Charlie Morton picked up the win despite allowing five walks, recalling his first couple starts of the season, when he got good results despite walking lots of batters and striking out very few. Only 56 of his 104 pitches were for strikes.
There was a moment in the sixth when it looked like the Rockies might get back into the game after being down 8-2 - Morton allowed a single to Seth Smith and a walk to Chris Iannetta, and then Clint Hurdle replaced Morton with Mike Crotta, who allowed a walk to Jonathan Herrera (who's always more than happy to take a walk, especially if a Pirates pitcher is on the hill) and a double to Dexter Fowler. What can one say? Crotta is a rookie, and not a highly-touted one at that, and he hasn't been especially reliable this year. (And neither have the umps who have called strikes and balls for him.)

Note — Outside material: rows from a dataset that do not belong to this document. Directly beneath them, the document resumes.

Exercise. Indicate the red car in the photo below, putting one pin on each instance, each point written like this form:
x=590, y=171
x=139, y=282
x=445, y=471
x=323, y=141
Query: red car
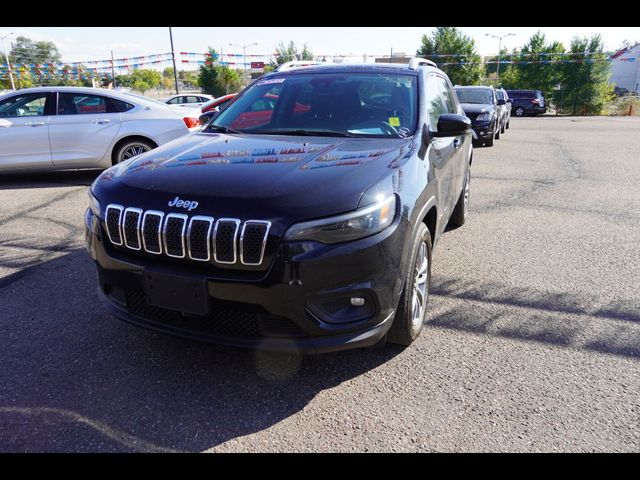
x=217, y=102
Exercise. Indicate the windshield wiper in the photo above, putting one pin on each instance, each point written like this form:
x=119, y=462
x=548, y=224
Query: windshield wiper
x=222, y=129
x=303, y=132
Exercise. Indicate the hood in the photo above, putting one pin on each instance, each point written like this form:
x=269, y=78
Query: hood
x=476, y=107
x=279, y=178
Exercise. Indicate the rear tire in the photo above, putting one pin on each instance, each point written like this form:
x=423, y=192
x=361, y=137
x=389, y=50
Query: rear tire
x=412, y=308
x=131, y=148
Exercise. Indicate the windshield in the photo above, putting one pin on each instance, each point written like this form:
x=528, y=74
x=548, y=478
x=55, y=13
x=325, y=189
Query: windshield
x=475, y=95
x=351, y=104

So the Pirates brought in Joe Beimel, who stranded the two remaining runners and then pitched a scoreless seventh for good measure. And then Jose Veras came in and was lethal, as always. And then it was Joel Hanrahan - lethal. We're lucky the Pirates have these guys. Veras now has 19 strikeouts and three walks in 11.1 innings and a WHIP of 0.88. If he can keep up anything like this, he'll be easily the best Pirates minor-league signing since - what? Garrett Jones in 2009? Salomon Torres in 2001? Hopefully, the Pirates will have something to show for the acquisition next year, whether that's Veras himself or something nifty in a trade - if he keeps this up, he'll make a nice target for some contender seeking a setup man.
Offensively, the Pirates did have seven walks today, but they also had 11 strikeouts, raising their total for the year to 237 in 28 games. That projects to 1,371 for the whole season, which would be the second-most in history, behind the 2010 Diamondbacks. That's not worrisome in itself - a good 2010 Rays team had 1,292 strikeouts. But it would be a lot easier to take if so many of the Pirates' hitters weren't young, and if the strikeouts weren't coming from players like Pedro Alvarez who are struggling. Cptn Awesome joked in Sunday's gamethread that "Watching Pedro flail at that second strike just made me realize how awful it must have been for my parents watching me play Little League." Alvarez reached base three times today and only struck out once, but obviously, the strikeouts for players like him and Neil Walker remain important to monitor going forward.